Gage-Grey noted that the CPFSA had also given additional aid to state-run homes.
“The government homes are our full responsibility, so they come under the normal recurrent expenditure, but we injected funds to the homes to the tune of $20 million cash as a one-off payment to facilitate that,” said Gage-Grey. “They get a subvention per child per week to maintain based on the provisions of the agency, but in addition to that, we have been giving support otherwise.”
Two privately operated homes also told The Gleaner that they had received assistance from the CPFSA.
Cordell Howell-Huie, the administrator of the Mustard Seed Children’s Home in Adelphi, St James, said that the CPFSA’s assistance complemented other aid provided by Bishop Conrad Pitkin, custos of St James.

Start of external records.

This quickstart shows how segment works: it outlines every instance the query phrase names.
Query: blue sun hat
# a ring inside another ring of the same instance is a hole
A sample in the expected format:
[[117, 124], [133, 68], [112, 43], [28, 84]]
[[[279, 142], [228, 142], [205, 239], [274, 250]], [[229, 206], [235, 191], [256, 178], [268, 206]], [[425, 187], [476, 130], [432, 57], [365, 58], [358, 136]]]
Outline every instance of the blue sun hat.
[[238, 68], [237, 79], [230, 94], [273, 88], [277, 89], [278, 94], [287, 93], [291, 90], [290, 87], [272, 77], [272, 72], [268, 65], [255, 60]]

“We got masks for both staff and children, and we got gloves and thermometers [from the CPFSA], and those items were well-needed. Plus, we have been getting other support internally and externally as the custos came and donated quite a few masks for the staff,” said Howell-Huie.
Reverend Hartley Perrin, chairman of the Clifton Boys’ Home in Darliston, Westmoreland, said that the state agency had provided bedding for the home’s 28 young residents shortly before they moved into their newly constructed building in October.
“They have provided 20 bunk beds, and the bedding was provided a week before the boys’ moving in during the Heroes’ Day weekend,” said Perrin, who is also the custos of Westmoreland.